Statistics from the 2012 election remind us that the relationship between social media and politics is here to stay.
Leading up to the election, the first presidential debates passed a Twitter milestone, prompting 10.3 million tweets to be sent during the political event. On election day, users encouraged their friends to vote using the photo-sharing app Instagram, generating over 680,000 photos with the hashtag #vote. On Facebook, there were 71.7 million election mentions, making the event the most talked about event of 2012. After his victory, Obama sent out the most shared tweet in Twitter’s history, a picture of him and Michelle, which received over 800,000 retweets. The list goes on.
While these numbers speak volumes to the importance of social media in national elections, where do local politics fit in?
If all politics are local, then civic engagement starts at the local level. Not only do civically engaged citizens contribute to their local communities, but involvement in politics at a local level leads to a stronger democratic system nationally. A democracy cannot function without citizen participation, making civic engagement the cornerstone of democracy at the local level.With sensationalized issues like the fiscal cliff, debt ceiling, gun control, and drug policy at the center of the national discourse, it’s challenging to capture the attention of middle class Americans when it comes to local issues like potholes or library renovation. From work to providing for one’s family, most adults have little time to attend community town halls or arrange to meet with their local representatives.
That’s where social media comes in. The power of social media in mobilizing citizens is undeniable. With little to no money, social media provides politicians, activists, and voters a platform to speak from and provides a microphone to the masses.
And when it comes to using social media effectively in local politics, Cory Booker, Mayor of Newark, has figured it out.
“What we need to start doing is finding ways to give more people the tools necessary to influence world around them, not let them be drowned out, glossed over or ignored. When you let their voices be heard, it becomes less ideological, you’re opening arteries and dialogue, it becomes infinitely more pragmatic about getting things done and making a difference.”
In order to foster a strong political process, local politicians must remove the barriers to participation, and by becoming more accessible, they promote participation among those struggling to balance local politics with their everyday life.
For example, in an effort to engage with his constituents, Booker takes the time to personally respond to his 1.3 million Twitter followers:
I hear your concern though your data isn't true. Can we discuss? DM me ur # RT @akwesq: Armed robberies at my school have increased 10-fold
— Cory Booker (@CoryBooker) January 30, 2013
Locally, social media allows politicians and community leaders to speak directly to their constituents and include them in the political process.
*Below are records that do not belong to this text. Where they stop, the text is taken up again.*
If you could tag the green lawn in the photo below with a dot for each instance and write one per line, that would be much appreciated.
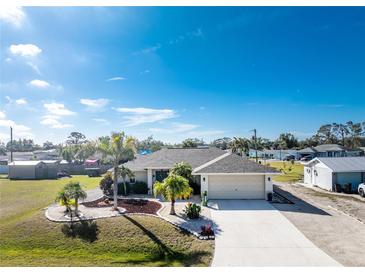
(291, 173)
(27, 238)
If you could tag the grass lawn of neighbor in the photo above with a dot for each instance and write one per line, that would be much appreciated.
(291, 172)
(27, 238)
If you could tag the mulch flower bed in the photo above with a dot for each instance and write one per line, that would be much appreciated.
(131, 205)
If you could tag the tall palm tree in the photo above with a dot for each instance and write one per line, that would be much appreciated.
(75, 191)
(240, 145)
(118, 147)
(64, 199)
(124, 172)
(173, 187)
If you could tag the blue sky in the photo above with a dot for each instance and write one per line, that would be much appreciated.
(180, 72)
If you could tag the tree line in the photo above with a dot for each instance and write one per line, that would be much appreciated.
(77, 148)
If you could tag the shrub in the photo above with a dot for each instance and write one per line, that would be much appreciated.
(139, 188)
(195, 187)
(121, 188)
(106, 184)
(192, 210)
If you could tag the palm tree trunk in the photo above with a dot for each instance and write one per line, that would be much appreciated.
(172, 210)
(125, 186)
(76, 206)
(115, 187)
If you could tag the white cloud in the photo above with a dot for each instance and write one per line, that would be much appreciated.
(20, 131)
(34, 67)
(137, 116)
(101, 121)
(39, 84)
(144, 72)
(58, 109)
(21, 101)
(25, 50)
(94, 104)
(53, 122)
(12, 15)
(175, 128)
(148, 50)
(118, 78)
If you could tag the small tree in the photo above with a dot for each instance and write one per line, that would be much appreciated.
(64, 199)
(172, 188)
(75, 191)
(124, 172)
(118, 147)
(182, 169)
(106, 184)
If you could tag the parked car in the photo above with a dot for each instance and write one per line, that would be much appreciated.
(361, 189)
(306, 158)
(289, 158)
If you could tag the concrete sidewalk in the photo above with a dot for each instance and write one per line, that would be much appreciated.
(253, 233)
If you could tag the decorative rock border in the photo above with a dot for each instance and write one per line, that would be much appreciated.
(122, 212)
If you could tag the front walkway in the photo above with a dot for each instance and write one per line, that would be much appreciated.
(181, 220)
(253, 233)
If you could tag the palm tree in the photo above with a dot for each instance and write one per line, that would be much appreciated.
(64, 199)
(124, 172)
(118, 147)
(173, 187)
(240, 145)
(75, 191)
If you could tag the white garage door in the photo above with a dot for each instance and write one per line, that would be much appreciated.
(236, 187)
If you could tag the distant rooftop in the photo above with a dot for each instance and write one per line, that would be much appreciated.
(342, 164)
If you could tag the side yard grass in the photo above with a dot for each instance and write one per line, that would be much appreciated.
(29, 239)
(20, 198)
(291, 172)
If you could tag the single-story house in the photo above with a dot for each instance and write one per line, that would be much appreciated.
(221, 174)
(25, 170)
(326, 150)
(328, 171)
(278, 154)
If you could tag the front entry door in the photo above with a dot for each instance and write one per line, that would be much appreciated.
(161, 175)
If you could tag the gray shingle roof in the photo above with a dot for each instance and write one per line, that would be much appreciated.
(307, 150)
(329, 147)
(344, 164)
(236, 164)
(168, 157)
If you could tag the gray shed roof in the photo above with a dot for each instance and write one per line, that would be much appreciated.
(236, 164)
(344, 164)
(168, 157)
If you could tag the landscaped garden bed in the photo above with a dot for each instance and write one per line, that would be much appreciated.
(131, 205)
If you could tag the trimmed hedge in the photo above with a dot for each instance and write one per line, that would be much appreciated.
(121, 189)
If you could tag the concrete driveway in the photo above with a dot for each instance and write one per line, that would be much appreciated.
(253, 233)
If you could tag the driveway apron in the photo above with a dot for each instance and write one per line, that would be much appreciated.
(254, 233)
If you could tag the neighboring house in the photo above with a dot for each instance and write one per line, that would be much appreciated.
(326, 150)
(222, 174)
(50, 154)
(274, 153)
(25, 170)
(329, 171)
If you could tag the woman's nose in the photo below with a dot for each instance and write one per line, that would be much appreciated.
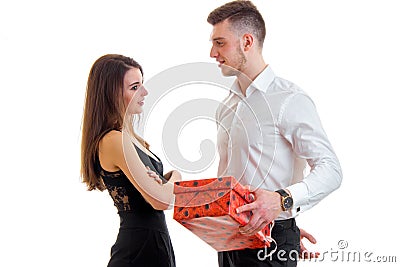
(144, 91)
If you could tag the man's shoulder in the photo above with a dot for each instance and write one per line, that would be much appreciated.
(281, 85)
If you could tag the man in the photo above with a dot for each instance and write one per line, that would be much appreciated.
(268, 130)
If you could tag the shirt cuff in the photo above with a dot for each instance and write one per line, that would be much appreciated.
(299, 194)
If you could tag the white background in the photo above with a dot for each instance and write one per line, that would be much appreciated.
(345, 54)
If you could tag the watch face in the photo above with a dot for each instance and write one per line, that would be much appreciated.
(288, 203)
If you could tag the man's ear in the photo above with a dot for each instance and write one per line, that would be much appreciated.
(248, 41)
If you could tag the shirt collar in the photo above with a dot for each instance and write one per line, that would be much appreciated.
(264, 79)
(262, 82)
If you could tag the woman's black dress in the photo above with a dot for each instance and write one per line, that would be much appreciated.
(143, 238)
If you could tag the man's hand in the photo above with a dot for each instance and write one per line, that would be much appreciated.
(304, 253)
(265, 209)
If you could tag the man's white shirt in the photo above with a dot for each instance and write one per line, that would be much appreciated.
(266, 139)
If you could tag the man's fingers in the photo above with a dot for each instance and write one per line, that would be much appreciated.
(247, 207)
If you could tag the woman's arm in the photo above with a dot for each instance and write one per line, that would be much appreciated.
(123, 155)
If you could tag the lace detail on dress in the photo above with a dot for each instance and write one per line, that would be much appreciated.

With the click of a mouse, users can directly contact their local representatives, a phenomena that is both under-used and under-appreciated.
What makes social media even more appealing to local politicians who lack the Super PAC funding and party backed donations is that it is free. San Diego City Council President Todd Gloria told IVN:
“Social media allows for me as an elected official to quickly and inexpensively disseminate information directly to my neighbors and, perhaps more importantly, it allows for San Diegans to provide feedback and have a dialogue with their representative instantly.”
Just like any relationship, however, it takes two to build and sustain. Both leaders and community members must take advantage of this newfound accessibility in order to produce a more direct governing process.